Apparently, there are several reasons for the newer internal supports, but they all come down to one main trait and that is stability. Let’s take a look at how these models can be better for you than the external ones.
First, when the metal or aluminum supports are on the outside of the bag, they can get caught on things which can be irritating and at times downright dangerous. If you are traversing thick brush, for example, you don’t want anything hanging out that can be grabbed by tree branches, thorns on twigs, or prickly bushes.
As you walk, you have a certain momentum, and if that is broken, you lose stride and possibly your balance. Once you become wobbly, it is so easy to fall. Plus, when something heavy like your bag is caught, it can do damage to your body as it pulls you back. All of this comes back to the issue of stability.
Second, the flat bars that make up the inside support are often shaped according to a person’s back. To keep the load where it belongs, making it the most comfortable, as well as healthier or safer for various body parts, the supports should be made to transfer the load to the hips.
Third, the pack sits flush against your back making the body and sack one. With the proper adjustment of shoulder and waist straps, this should result in little movement of the pack, which is advantageous and safer when trying to get up tight hills, and when crevices can cause tripping. Rock climbers are particularly happy with this style.
Fourth, these models tend to be better than the old one size fits all. Again because the straps can be tightened and loosened, more precise sizing is possible. This is an obvious advantage for both short and tall persons. If your pack fits you better, then it is more comfortable and you can enjoy your hike instead of complaining about the load.
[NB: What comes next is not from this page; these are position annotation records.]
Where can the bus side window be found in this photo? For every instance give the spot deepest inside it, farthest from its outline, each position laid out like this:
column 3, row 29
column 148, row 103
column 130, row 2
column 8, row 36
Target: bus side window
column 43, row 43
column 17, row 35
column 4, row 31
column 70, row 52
Fifth, the stays or flat bars that make up the support can be bent by hand giving the wearer control over the tightness and feeling of support. And if you are walking and the fit doesn’t seem quite right, you can mold the back stays on the fly to make things more comfortable and natural for you.
Sixth, although this has nothing to do with safety or stability, this type of knapsack folds up smaller and is less cumbersome for storing than its counterpart.
We had a lengthy discussion with our walking group and it seems that although everyone has their own preference, most of the participants have gone to the internal frame hiking backpack. Our buddy Jack said that his was more expensive to buy, but he really felt the difference when he used it a couple times.
He mentioned that his back wasn’t as sore that night. He also liked the fact of not being able to connect a bunch of stuff to the outside. In the past, he just took way too much junk he didn’t need and since this newer type frame discourages that sort of behavior, he was a lot happier.